Strain W ‘family’ found in Russian prisons
Strain W family’ found in Russian prisons
A bad actor made worse by drug resistance
The same family of TB strains that produced strain W — the agent that wreaked havoc during the multidrug-resistant TB outbreak earlier this decade — appears to be widespread throughout prison systems in the former Soviet Union, says Barry Kreiswirth, PhD, director of the Tuberculosis Center at the Public Health Research Institute (PHRI) in New York City.
That discovery is the result of two kinds of research, he says. By examining the molecular "fingerprints" of hundreds of isolates over recent years, PHRI has identified similarities among types of the strain W family, he says, allowing investigators to develop a sense of what features have persisted over time in the strain family.
At the same time, researchers have been scrutinizing hundreds of isolates supplied by Russia’s national TB laboratory in Moscow. (See related stories, pp. 55-56.) Since those isolates represent a cross-section of isolates from penal colonies all over Russia, PHRI researchers have concluded that the same sorts of features they’ve spotted in the 10 or so versions of strain W that have turned up in the United States also are present in the cultures from the Moscow lab.
That’s not good news, says Kreiswirth. "All we can say for sure is that when you see strains like this, you should be worried," he says.
The strain W family is clustered throughout the prison system in Russia and is widespread across the entire country, he adds. "We’re seeing the same strain types scattered across 19 oblasts [the equivalent of provinces], all the way from the Sea of Japan in the East, to Chechnya and Georgia in the West."
Along the way, PHRI researchers also have decided that there is something inherent in the nature of the strain W family that makes it unusually successful in humans, Krieswirth says. That contradicts previous thinking on the subject, he adds. At one time, TB experts surmised that strain W spread quickly chiefly because clinicians, not suspecting it was resistant to so many frontline agents, weren’t treating patients effectively soon enough, so patients remained infectious for longer periods of time. Plus, the thinking went, the strain spread especially fast because many hosts were immune-compromised by HIV.
Now, it appears that along with those two factors, there is a third reason, still unknown, for strain W’s success, Kreiswirth says. "We have yet to figure out what makes these strains unique and what causes them to spread so rapidly. What we do know is that these strains are more able to cause disease and that they’re more able to spread rapidly. No wonder we had such a disaster in the early ’90s."
The discovery that the strain W family is wide spread throughout Russia and other countries in the former Soviet Union also contradicts previous assumptions about the family’s epidemiology, he says. The strain family has long been known to Europeans as "the Beijing family" and is found throughout Asia, including China, Singapore, Thailand, and Tibet. Now, PHRI researchers are finding the family has made itself at home in Russia as well, probably over a long time span of "who knows how many generations," he says.
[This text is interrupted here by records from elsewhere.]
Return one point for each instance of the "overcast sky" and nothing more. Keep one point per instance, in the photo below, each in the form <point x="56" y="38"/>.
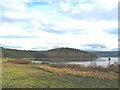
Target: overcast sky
<point x="44" y="24"/>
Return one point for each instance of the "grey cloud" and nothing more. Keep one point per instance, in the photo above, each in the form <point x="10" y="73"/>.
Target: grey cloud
<point x="96" y="46"/>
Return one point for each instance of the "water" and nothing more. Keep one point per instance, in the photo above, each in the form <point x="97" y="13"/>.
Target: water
<point x="102" y="61"/>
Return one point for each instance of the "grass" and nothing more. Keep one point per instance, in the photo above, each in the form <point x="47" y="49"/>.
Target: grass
<point x="28" y="76"/>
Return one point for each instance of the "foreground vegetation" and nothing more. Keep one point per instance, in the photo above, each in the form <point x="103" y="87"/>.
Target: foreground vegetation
<point x="55" y="76"/>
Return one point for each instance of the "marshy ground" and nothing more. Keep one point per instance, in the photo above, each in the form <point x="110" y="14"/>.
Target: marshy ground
<point x="57" y="76"/>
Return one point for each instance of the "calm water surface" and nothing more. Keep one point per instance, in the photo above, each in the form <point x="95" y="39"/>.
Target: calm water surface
<point x="102" y="61"/>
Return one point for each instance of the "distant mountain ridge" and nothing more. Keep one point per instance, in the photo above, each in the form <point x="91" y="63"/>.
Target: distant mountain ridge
<point x="58" y="53"/>
<point x="106" y="53"/>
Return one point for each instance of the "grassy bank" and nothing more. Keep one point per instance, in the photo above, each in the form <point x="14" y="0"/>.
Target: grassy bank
<point x="28" y="76"/>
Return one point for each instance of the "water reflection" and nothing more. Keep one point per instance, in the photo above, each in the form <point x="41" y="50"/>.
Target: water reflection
<point x="103" y="61"/>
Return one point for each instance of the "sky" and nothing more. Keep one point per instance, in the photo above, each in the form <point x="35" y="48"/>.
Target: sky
<point x="90" y="25"/>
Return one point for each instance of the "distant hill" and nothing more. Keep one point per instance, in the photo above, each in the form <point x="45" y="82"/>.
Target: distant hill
<point x="106" y="53"/>
<point x="58" y="53"/>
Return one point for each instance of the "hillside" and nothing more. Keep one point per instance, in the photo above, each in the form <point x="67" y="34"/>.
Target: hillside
<point x="106" y="53"/>
<point x="58" y="53"/>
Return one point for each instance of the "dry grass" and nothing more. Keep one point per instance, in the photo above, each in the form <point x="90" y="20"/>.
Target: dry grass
<point x="100" y="75"/>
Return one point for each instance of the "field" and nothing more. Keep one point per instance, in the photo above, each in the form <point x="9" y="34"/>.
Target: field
<point x="50" y="76"/>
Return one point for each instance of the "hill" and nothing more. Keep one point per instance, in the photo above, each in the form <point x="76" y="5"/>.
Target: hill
<point x="106" y="53"/>
<point x="58" y="53"/>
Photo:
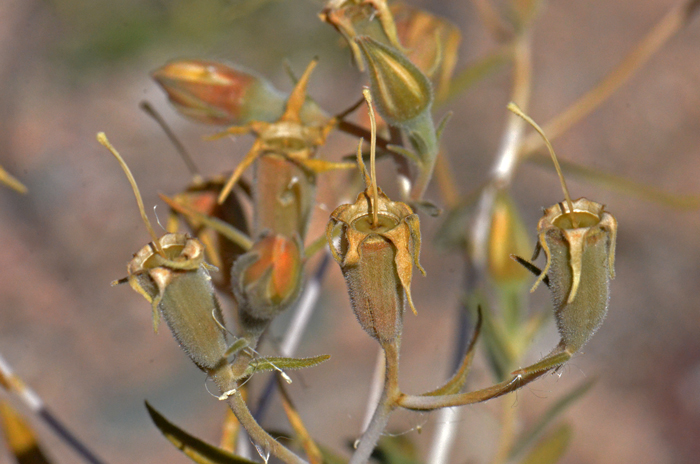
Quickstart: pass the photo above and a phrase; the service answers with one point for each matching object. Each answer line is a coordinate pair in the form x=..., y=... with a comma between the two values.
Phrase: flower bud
x=178, y=285
x=267, y=279
x=401, y=91
x=507, y=236
x=377, y=261
x=214, y=93
x=201, y=198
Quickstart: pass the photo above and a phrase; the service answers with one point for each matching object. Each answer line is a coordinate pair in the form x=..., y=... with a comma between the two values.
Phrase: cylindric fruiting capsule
x=379, y=245
x=377, y=261
x=171, y=274
x=179, y=287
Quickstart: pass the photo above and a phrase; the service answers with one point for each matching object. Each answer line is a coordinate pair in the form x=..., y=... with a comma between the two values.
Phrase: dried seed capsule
x=377, y=261
x=178, y=285
x=578, y=239
x=171, y=274
x=580, y=264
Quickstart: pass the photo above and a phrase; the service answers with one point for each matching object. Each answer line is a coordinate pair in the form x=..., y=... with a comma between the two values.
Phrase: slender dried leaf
x=551, y=448
x=312, y=451
x=622, y=184
x=194, y=448
x=455, y=384
x=281, y=363
x=396, y=450
x=21, y=439
x=533, y=433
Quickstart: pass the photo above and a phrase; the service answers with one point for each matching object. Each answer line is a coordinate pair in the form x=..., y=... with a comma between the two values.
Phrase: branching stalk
x=386, y=405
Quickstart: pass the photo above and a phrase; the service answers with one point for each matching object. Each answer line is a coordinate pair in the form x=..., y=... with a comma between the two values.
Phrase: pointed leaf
x=225, y=229
x=312, y=451
x=280, y=363
x=551, y=448
x=21, y=439
x=194, y=448
x=534, y=432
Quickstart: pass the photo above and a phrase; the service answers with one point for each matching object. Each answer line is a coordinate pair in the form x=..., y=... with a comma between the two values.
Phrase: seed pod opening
x=401, y=90
x=580, y=265
x=179, y=286
x=377, y=260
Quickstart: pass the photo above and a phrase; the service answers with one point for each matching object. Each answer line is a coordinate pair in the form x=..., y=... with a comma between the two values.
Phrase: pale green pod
x=179, y=286
x=580, y=251
x=377, y=261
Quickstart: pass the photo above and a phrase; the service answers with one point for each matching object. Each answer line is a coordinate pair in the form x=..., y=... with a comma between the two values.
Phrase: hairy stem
x=387, y=403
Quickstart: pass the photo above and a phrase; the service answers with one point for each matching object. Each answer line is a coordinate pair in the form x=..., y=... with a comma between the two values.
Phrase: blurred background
x=71, y=68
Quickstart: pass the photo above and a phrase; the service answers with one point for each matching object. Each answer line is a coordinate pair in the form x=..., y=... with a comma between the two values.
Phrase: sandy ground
x=71, y=69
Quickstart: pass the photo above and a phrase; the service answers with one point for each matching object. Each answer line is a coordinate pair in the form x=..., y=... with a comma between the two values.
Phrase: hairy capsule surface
x=580, y=251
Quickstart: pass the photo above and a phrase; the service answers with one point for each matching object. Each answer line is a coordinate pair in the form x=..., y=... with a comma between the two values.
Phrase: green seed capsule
x=178, y=286
x=377, y=261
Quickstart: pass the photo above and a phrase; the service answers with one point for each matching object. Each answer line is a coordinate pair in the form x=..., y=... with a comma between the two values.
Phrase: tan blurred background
x=69, y=69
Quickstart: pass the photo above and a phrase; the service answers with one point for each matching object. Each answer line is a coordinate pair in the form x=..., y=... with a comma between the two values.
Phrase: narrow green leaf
x=310, y=447
x=530, y=435
x=194, y=448
x=551, y=448
x=640, y=190
x=455, y=384
x=279, y=363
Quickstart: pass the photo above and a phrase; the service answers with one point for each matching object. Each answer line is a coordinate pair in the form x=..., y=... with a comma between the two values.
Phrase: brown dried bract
x=377, y=260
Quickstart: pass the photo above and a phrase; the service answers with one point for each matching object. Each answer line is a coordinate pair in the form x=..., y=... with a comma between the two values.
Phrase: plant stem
x=257, y=433
x=387, y=403
x=429, y=403
x=13, y=384
x=650, y=44
x=505, y=442
x=507, y=156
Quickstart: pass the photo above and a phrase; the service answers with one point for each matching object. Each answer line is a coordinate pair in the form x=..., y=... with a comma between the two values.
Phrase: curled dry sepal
x=377, y=260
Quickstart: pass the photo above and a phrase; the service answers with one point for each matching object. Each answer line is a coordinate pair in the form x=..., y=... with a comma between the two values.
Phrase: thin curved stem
x=387, y=403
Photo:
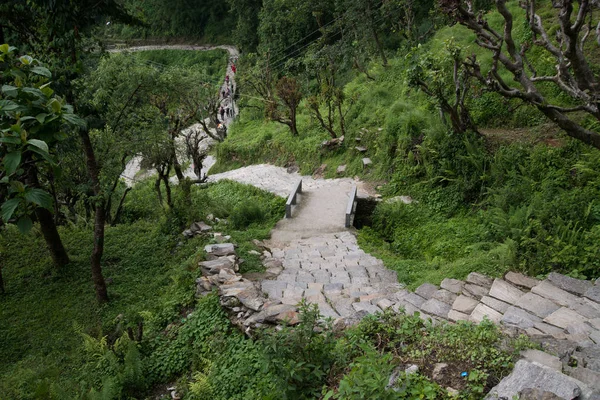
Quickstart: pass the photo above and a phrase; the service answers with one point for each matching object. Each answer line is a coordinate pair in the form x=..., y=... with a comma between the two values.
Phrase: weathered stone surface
x=537, y=305
x=504, y=291
x=445, y=296
x=384, y=304
x=537, y=394
x=496, y=304
x=366, y=306
x=221, y=249
x=464, y=304
x=476, y=278
x=585, y=375
x=482, y=311
x=563, y=317
x=414, y=299
x=551, y=292
x=452, y=285
x=213, y=267
x=527, y=375
x=543, y=358
x=426, y=290
x=519, y=279
x=572, y=285
x=548, y=329
x=455, y=316
x=520, y=318
x=436, y=307
x=593, y=293
x=475, y=291
x=407, y=308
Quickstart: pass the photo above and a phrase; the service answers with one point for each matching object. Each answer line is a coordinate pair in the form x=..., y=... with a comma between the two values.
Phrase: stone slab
x=426, y=290
x=452, y=285
x=593, y=293
x=476, y=278
x=543, y=358
x=482, y=311
x=221, y=249
x=496, y=304
x=563, y=317
x=520, y=318
x=445, y=295
x=413, y=299
x=475, y=291
x=365, y=306
x=504, y=291
x=521, y=280
x=527, y=375
x=455, y=316
x=557, y=295
x=436, y=307
x=571, y=285
x=464, y=304
x=537, y=305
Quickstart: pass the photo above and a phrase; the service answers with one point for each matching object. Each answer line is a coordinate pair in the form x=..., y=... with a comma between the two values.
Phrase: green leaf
x=75, y=120
x=10, y=139
x=39, y=144
x=8, y=208
x=7, y=105
x=43, y=71
x=41, y=117
x=26, y=60
x=11, y=161
x=55, y=105
x=9, y=90
x=39, y=197
x=24, y=224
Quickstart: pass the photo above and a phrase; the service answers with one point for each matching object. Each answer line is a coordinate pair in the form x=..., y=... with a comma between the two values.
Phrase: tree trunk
x=2, y=290
x=379, y=47
x=52, y=238
x=100, y=220
x=115, y=220
x=48, y=227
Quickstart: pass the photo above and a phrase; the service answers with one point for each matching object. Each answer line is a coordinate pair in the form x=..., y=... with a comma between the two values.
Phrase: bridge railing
x=351, y=209
x=292, y=198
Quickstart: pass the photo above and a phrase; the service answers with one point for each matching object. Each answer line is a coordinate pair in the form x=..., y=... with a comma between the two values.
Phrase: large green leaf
x=75, y=120
x=11, y=161
x=39, y=144
x=39, y=197
x=8, y=208
x=10, y=139
x=24, y=224
x=42, y=71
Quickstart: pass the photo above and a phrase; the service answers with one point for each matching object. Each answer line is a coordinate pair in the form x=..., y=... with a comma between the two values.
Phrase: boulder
x=221, y=249
x=519, y=279
x=564, y=317
x=426, y=290
x=476, y=278
x=537, y=305
x=504, y=291
x=464, y=304
x=527, y=375
x=571, y=285
x=452, y=285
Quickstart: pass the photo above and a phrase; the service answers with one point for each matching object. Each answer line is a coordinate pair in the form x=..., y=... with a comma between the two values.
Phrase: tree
x=32, y=122
x=445, y=80
x=570, y=52
x=289, y=97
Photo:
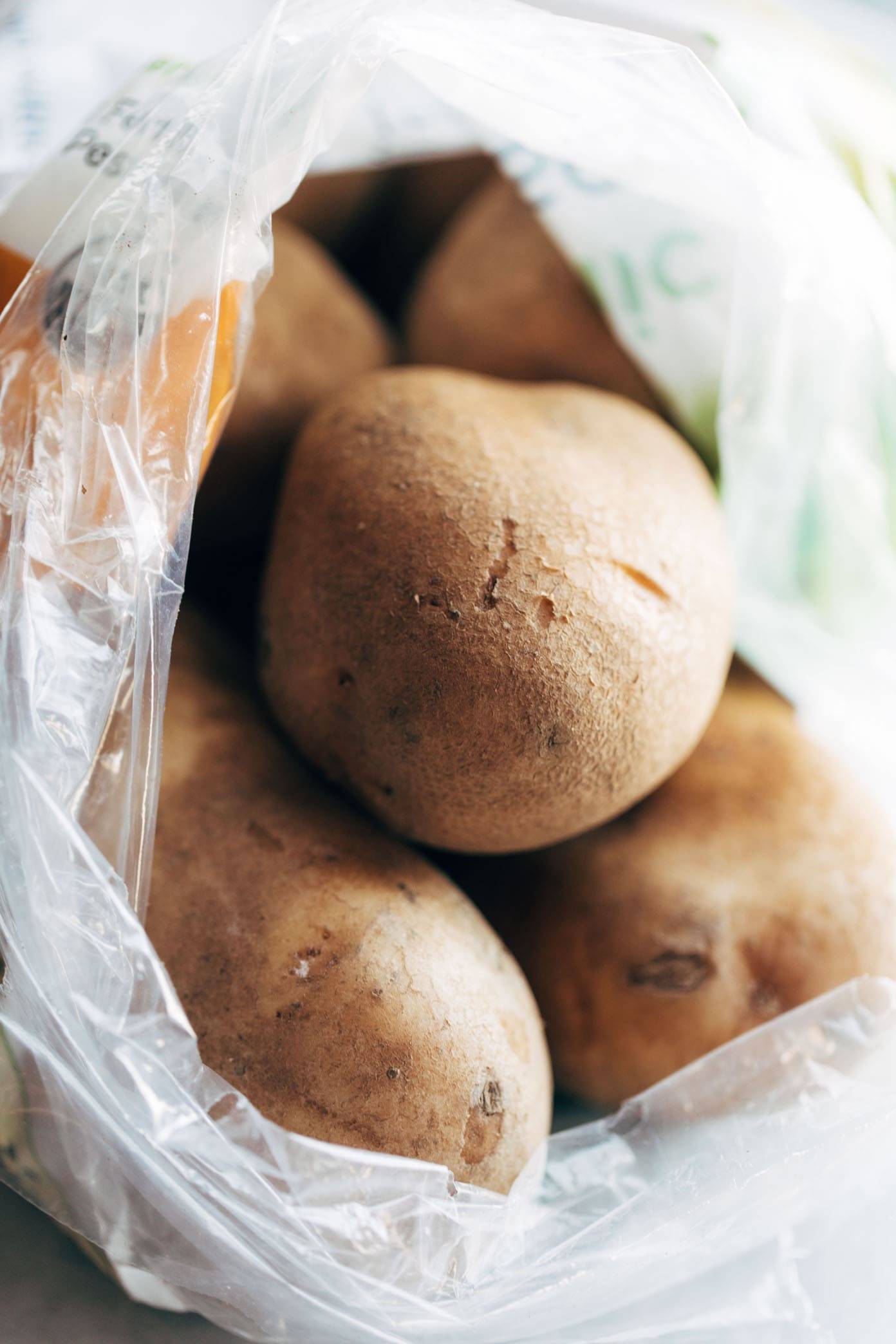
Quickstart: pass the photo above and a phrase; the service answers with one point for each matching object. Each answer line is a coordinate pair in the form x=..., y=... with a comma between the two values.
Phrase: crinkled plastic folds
x=746, y=1199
Tools available to PHRI researchers are refined enough that investigators can detect subtle similarities common to evolving variations of a strain over time, Kreiswirth says. "In just four years, we’ve seen about 10 types of the W strain. So it’s not surprising that over thousands of years, it looks very different. Still, we have the tools to follow all the little components. In effect, we’re following a moving target."
Public health implications for the United States are clear, he adds. "It’s bad enough that we’re spreading TB. By creating multidrug-resistant strains, we’re adding even more ammunition."